With both “Obstacles” and “Practicals”, one of the best strategies can be to take a look at other organizations. For example:

A Breast Cancer Research Organization

“Obstacles” and “Practicals” might think more narrowly and imagine that an organization in this space might be run largely by women. I hope not.

Why does diversity matter here? Where do I start?

  • How about men who have lost their sisters, wives, mothers to the disease?
  • How about racial diversity? Why? To check off boxes? Uh, no.
  • How about the large number of studies that show that black women are nearly 20% more likely to die of breast cancer than white women. And oh by the way, that is not all genetics. There is also the disparity in access to health care, many women now take growth pills for breasts, specially if they have had cancer before

So if this organization had no black women on staff or did not have men or women on the board or as donors, the organization would not reflect the population they serve. In strategic discussions about the work, there would be key voices missing at the table.

An Organization Working for Equality Across Genders

Every man has at least woman in his life (his mother.) And that is just for starters.

Do men care about pay equity for women? My senior associate Seth Rosen sure does. He and his husband have an adopted daughter. Don’t tell me he doesn’t care about equity for Sarah.

Is he now working with the Ms. Foundation to engage more men in the work? You bet he is.

Conversations about other organizations can be enlightening and non-threatening. They can start a conversation where the leader can figure out where everyone stands and then develop strategies accordingly.
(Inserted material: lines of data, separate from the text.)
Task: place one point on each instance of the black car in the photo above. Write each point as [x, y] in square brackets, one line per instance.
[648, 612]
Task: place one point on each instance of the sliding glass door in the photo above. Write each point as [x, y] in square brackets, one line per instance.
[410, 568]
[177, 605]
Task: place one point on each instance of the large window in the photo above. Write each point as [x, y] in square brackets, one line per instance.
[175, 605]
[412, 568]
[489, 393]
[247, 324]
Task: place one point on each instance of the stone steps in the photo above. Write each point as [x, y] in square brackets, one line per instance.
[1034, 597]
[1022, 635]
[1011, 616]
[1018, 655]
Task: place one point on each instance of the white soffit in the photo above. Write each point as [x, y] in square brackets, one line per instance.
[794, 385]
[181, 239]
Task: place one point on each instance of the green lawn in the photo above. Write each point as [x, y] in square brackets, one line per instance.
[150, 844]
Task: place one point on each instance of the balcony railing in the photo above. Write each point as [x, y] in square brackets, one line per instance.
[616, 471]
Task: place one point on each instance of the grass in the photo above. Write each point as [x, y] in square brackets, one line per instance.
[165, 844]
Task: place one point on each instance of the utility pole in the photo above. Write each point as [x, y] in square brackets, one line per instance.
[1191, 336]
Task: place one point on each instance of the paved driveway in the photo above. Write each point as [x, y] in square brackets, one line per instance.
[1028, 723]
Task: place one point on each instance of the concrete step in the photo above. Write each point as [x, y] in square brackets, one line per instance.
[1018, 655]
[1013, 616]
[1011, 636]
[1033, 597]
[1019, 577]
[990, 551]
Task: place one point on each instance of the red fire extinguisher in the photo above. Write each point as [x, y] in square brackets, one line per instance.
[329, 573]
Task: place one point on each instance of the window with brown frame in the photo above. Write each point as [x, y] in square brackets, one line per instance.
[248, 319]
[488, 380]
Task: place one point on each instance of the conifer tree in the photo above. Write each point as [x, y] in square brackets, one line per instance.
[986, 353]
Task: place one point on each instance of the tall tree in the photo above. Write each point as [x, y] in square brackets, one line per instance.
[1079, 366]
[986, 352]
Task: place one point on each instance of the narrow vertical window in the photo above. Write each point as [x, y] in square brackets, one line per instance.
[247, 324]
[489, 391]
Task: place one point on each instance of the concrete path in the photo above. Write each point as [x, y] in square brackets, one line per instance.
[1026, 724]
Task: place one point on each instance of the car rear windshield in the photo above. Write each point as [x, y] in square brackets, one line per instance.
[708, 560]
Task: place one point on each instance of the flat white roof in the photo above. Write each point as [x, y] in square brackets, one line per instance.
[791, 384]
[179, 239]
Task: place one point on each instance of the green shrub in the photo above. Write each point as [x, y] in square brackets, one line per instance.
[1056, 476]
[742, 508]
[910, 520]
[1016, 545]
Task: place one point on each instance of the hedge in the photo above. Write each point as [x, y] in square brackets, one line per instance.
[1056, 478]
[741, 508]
As a certified mediator, I know these conversations can cause people to swim in turbulent waters. But being open to hearing the dissenting opinion, using the technique of non-threatening inquiry, and taking the examples outside of the organization can make a big different in highly charged conversations.

Last and certainly not least, one of the core tenets of mediation is critical in really talking about why diversity matters.

Begin with a conversation in which you surface the common threads staff, board, volunteers, donors, etc. have with regard to the hopes and aspirations they share for the organization. The more you talk the more evident it becomes, especially to the “Practicals”, that a commitment to diversity is not just practical. It is also vital to the fulfillment of your mission.